Author: Bacewich, A. & Salinger, T.

Link: http://www.air.org/publications/documents/ARI%20Popular%20Report_final.pdf

Description:

This is one of the most recent reports on coaching to appear to date. It is quite interesting because the focus is on efforts in Alabama to improve adolescent literacy. Alabama was one of the first states to receive Reading First moneys. The state also began to improve reading in grades 4-12 using state funding. At the end of the report, the Bacewich and Salinger report that Alabama made a decision not to apply for Striving Readers moneys at this point in time because they did not want to assign some schools to be control groups. Based upon the successes that the report outlines, one can see why this decision was made. Simply reading the executive summary of this report gives one much to think about.

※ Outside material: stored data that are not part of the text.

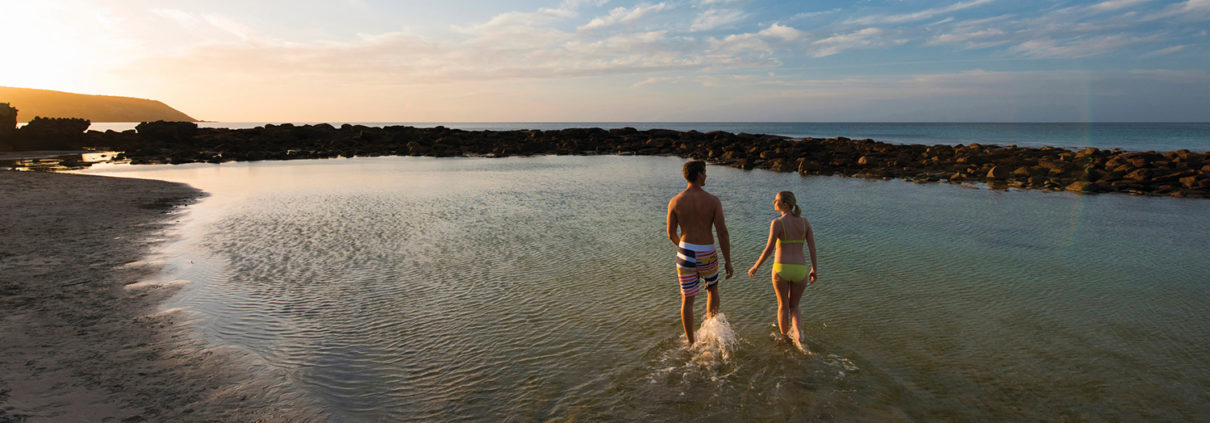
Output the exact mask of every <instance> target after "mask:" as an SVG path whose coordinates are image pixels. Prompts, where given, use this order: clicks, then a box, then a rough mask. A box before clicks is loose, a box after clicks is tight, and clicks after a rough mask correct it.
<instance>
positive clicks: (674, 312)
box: [87, 156, 1210, 421]
mask: <svg viewBox="0 0 1210 423" xmlns="http://www.w3.org/2000/svg"><path fill="white" fill-rule="evenodd" d="M680 163H681V160H680V158H674V157H618V156H598V157H566V156H563V157H554V156H549V157H513V158H424V157H378V158H352V160H324V161H290V162H257V163H224V164H188V166H139V167H131V166H100V167H97V168H94V169H92V170H88V172H87V173H93V174H110V175H120V176H134V178H154V179H163V180H174V181H183V182H189V184H191V185H195V186H197V187H201V189H203V190H206V191H208V192H209V193H211V197H207V198H206V199H203V201H202V202H201V203H198V204H195V205H191V207H190V209H191V210H190V214H189V216H190V218H189V221H188V222H186V224H185V225H184V227H183V228H181V230H183V233H184V236H185V237H184V238H183V241H180V242H178V243H175V244H173V245H169V247H168V248H167V249H166V250H165V251H163V257H165V260H167V261H168V263H169V266H168V271H167V273H166V274H163V276H162V278H163V279H184V280H189V282H190V284H189V285H188V286H186V288H185V289H184V290H181V292H180V294H179V295H178V296H177V297H175V299H173V300H172V301H171V303H168V305H166V306H165V307H167V308H173V307H180V308H184V309H185V311H186V312H188V313H190V314H191V315H194V317H195V319H194V321H195V323H196V328H198V332H200V335H201V336H203V337H206V338H208V340H209V341H212V342H214V343H215V344H229V346H235V347H237V348H242V349H246V350H248V352H252V353H254V357H258V358H259V359H261V360H264V364H265V365H269V366H275V367H280V369H284V370H287V372H288V373H289V375H290V377H289V379H288V381H286V382H283V383H288V384H290V387H289V388H292V389H295V390H299V392H302V393H305V394H306V395H307V396H310V398H312V399H315V400H316V401H318V402H319V404H322V405H323V406H324V407H325V408H327V410H328V411H329V412H330V413H332V416H333V418H334V419H336V421H378V419H386V421H394V419H439V421H482V419H496V418H511V419H525V421H531V419H588V421H633V419H650V418H653V419H658V421H667V419H696V418H707V419H711V421H736V419H743V421H751V419H761V421H770V419H787V418H793V419H807V421H814V419H840V421H854V419H855V421H888V419H889V421H895V419H944V421H955V419H958V421H1003V419H1062V418H1074V419H1094V421H1102V419H1110V421H1114V419H1150V421H1156V419H1159V421H1205V419H1206V418H1210V365H1208V364H1206V361H1205V360H1204V359H1205V357H1210V343H1208V342H1205V340H1206V338H1210V323H1208V321H1210V319H1208V317H1210V299H1208V294H1210V292H1208V291H1210V278H1208V277H1206V276H1208V274H1210V261H1208V260H1205V259H1206V253H1205V251H1206V247H1208V245H1210V201H1204V199H1180V198H1153V197H1131V196H1120V195H1104V196H1077V195H1071V193H1055V192H1035V191H1010V192H1004V191H989V190H975V189H966V187H961V186H955V185H938V184H934V185H916V184H909V182H903V181H869V180H862V179H848V178H831V176H800V175H797V174H780V173H772V172H765V170H751V172H744V170H737V169H731V168H724V167H710V172H709V175H710V176H709V180H708V184H707V190H709V191H711V192H714V193H716V195H719V196H720V198H721V199H722V201H724V208H725V210H726V213H727V222H728V226H730V228H731V232H732V242H733V247H732V248H733V257H734V260H736V274H737V276H736V277H734V278H732V279H728V280H725V282H722V285H720V286H721V288H720V289H721V300H722V307H721V311H722V315H721V317H720V319H716V320H708V321H704V323H702V328H701V332H699V336H702V338H703V341H707V340H713V342H702V343H701V346H698V347H695V348H692V349H690V348H685V346H684V340H682V338H684V336H682V335H681V330H680V320H679V296H678V285H676V278H675V268H674V261H673V260H674V255H675V251H674V250H673V248H672V245H670V244H669V243H668V241H667V239H666V238H664V228H663V222H664V220H663V219H664V212H666V205H667V199H668V198H669V197H670V196H673V195H674V193H676V192H678V191H680V190H681V189H682V187H684V181H682V179H681V176H680ZM780 190H793V191H795V192H796V193H797V197H799V201H800V203H801V204H802V205H803V210H805V215H806V216H807V218H808V219H811V221H812V224H813V226H814V228H816V231H817V241H818V245H819V253H820V260H819V271H820V279H819V283H817V284H816V285H812V286H809V288H808V289H807V292H806V295H805V297H803V300H802V308H803V318H805V324H803V329H805V335H806V346H805V350H802V349H799V348H796V347H795V346H794V344H791V343H789V342H788V341H785V340H782V338H779V337H778V336H776V332H777V329H776V324H774V314H776V308H777V307H776V300H774V295H773V291H772V289H771V284H770V280H768V272H770V268H768V266H767V265H766V266H765V267H764V268H762V270H761V273H760V276H759V277H757V278H748V277H747V276H745V274H744V271H747V268H748V266H750V265H751V263H753V262H754V260H755V259H756V256H757V255H759V254H760V249H761V248H762V247H764V241H765V237H766V233H765V231H767V227H768V220H770V219H772V218H774V216H776V213H773V212H772V210H771V205H770V203H771V201H772V197H773V193H774V192H777V191H780ZM697 308H698V319H699V321H701V317H702V313H704V301H698V305H697Z"/></svg>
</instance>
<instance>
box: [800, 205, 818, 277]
mask: <svg viewBox="0 0 1210 423" xmlns="http://www.w3.org/2000/svg"><path fill="white" fill-rule="evenodd" d="M802 224H805V225H807V251H809V253H811V273H809V276H811V283H816V230H813V228H811V222H808V221H807V219H806V218H803V219H802Z"/></svg>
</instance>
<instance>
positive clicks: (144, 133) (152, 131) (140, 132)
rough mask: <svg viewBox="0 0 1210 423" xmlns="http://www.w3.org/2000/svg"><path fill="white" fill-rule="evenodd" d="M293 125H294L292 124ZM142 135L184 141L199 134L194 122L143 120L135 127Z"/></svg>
mask: <svg viewBox="0 0 1210 423" xmlns="http://www.w3.org/2000/svg"><path fill="white" fill-rule="evenodd" d="M292 127H293V126H292ZM134 131H137V132H138V133H139V135H140V137H144V138H146V139H151V140H159V141H184V140H188V139H192V138H194V135H197V123H194V122H165V121H155V122H143V123H139V124H138V126H136V127H134Z"/></svg>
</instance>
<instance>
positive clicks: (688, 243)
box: [676, 241, 719, 296]
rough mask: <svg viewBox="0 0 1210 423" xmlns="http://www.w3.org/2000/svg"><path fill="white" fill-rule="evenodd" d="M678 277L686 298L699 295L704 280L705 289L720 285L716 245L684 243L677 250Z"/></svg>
mask: <svg viewBox="0 0 1210 423" xmlns="http://www.w3.org/2000/svg"><path fill="white" fill-rule="evenodd" d="M676 276H678V277H679V278H680V283H681V295H684V296H695V295H697V291H698V290H699V289H701V284H702V279H705V288H710V286H714V285H716V284H719V257H718V255H716V254H715V251H714V245H713V244H711V245H698V244H690V243H687V242H684V241H682V242H681V243H680V247H678V248H676Z"/></svg>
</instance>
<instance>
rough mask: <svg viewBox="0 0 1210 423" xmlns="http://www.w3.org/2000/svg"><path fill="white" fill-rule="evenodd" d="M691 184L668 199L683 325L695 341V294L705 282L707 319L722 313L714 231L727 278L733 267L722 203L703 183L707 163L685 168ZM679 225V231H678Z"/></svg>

The report outlines criteria to which secondary schools had to agree in order to receive state funding for the Alabama Reading Initiative (ARI). In terms of professional development, there were two very important criteria: 1) a commitment of at least 85% of the faculty and administration to attend a two-week intensive summer institute about reading improvement and ongoing professional development throughout the school year, and 2) the appointment of full-time reading coaches, who worked with teachers and with struggling readers. To additional cornerstones of the program are collaboration between schools and high education faculty partners and partnerships with local businesses.

It is very interesting that the ARI secondary initiative started with a one-size-fits-all approach to supporting students' reading. However, curricular intentions were not very clear to teachers, and so Alabama secondary teachers and their reading coaches systematically adapted materials and approaches to meet their particular needs. Bacewich and Salinger state, "Indeed, it is safe to say that their efforts to make ARI work in secondary schools with adolescent students have resulted in separate secondary and elementary reading initiatives under the same ARI umbrella."

Bacewich and Salinger outline four important lessons learned from the Alabama efforts: 1) be responsive, a one-size-fits-all approach will not work, 2) develop partnerships among teachers, administrators, and schools to create a coherent and well-defined K-12 continuum of reading instruction, 3) provide secondary teachers and schools with consistent support from coaches and other staff, and 4) be attentive to the local, state, and national policy environment related to reading.

The report goes into depth about the qualitative changes that have occurred for teachers, administrators, and students as part of ARI efforts. It confirms that achievement scores in Alabama have risen, but that the intent of the research study was not to tie particular teachers, student achievement scores, and ARI. While there has been much change in attitude and instruction among secondary teachers, both teachers and administrators think that they still need an intensive reading program for students who are reading much below grade level in middle and high school. On their own AIR is starting to pilot such a program called A-PAL.